Well, you generalize, there are plenty of people who are empathic towards the most vulnerable. Yes, it is absolutely true that there are, I often come across them and I notice it, but today I am in a bad mood so I complain. I would ask a question to the reader who had a similar reflection. Are you the type to say that « people drive poorly » in general? Yet drivers who do not make dangerous maneuvers are not noticed. We notice the one who let us through and even more the one who scared us because he cut us off. You see the parallel? The famous law of 10-10-80. Most people are completely indifferent (80%), some take concrete actions to help people with disabilities (10%) and others publicly display their ignorance as this employee did (10%).

Our individual reflex should always be to help the most vulnerable and not just in appearance to comply with a law, but because it is the right thing to do, quite simply. We are so preoccupied with what we have to do that we do not take the time to live in the present time. My mother-in-law is a school brigadier, she told me that some parents come close to crushing other children with their car by driving theirs to school because they are in such a hurry.

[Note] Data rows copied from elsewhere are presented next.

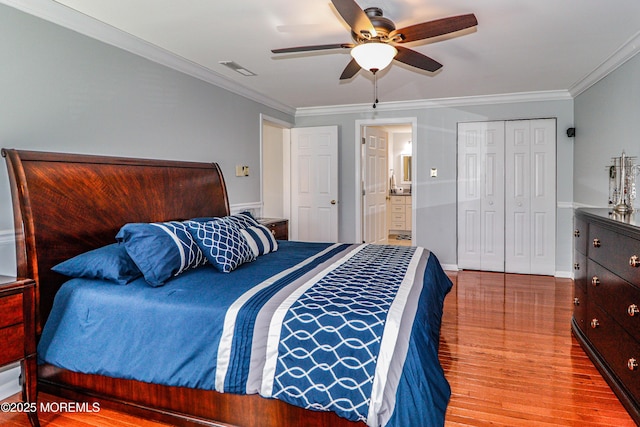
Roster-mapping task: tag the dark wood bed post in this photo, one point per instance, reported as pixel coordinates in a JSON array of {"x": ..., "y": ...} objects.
[{"x": 67, "y": 204}]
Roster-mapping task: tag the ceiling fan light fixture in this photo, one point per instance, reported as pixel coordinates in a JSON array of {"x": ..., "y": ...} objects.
[{"x": 374, "y": 55}]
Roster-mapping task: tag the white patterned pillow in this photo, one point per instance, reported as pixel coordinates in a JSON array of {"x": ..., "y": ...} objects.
[
  {"x": 260, "y": 239},
  {"x": 222, "y": 243},
  {"x": 161, "y": 250},
  {"x": 242, "y": 220}
]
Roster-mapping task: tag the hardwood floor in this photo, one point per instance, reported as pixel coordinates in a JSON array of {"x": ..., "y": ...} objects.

I find it difficult that it is the norm that 80% of people are indifferent if they are not personally affected. I get it though; I would not be getting angry about this if I did not have multiple sclerosis. It’s just human as a reflex, I imagine. It makes me sad that we are like that, humans. At the same time, there is so much misery and suffering in the world, it would be unimaginable to absorb all this emotion. Perhaps selfishness is a way to preserve one’s happiness. If so, can we blame the entire universe?

Perhaps the feeling of being a prisoner of a society indifferent to ourselves, we create it by wearing dark glasses to see the world. If we choose to wear our pink glasses, we can change our perception and choose to see that a society is simply a group of individuals who are living life and simply trying to be happy.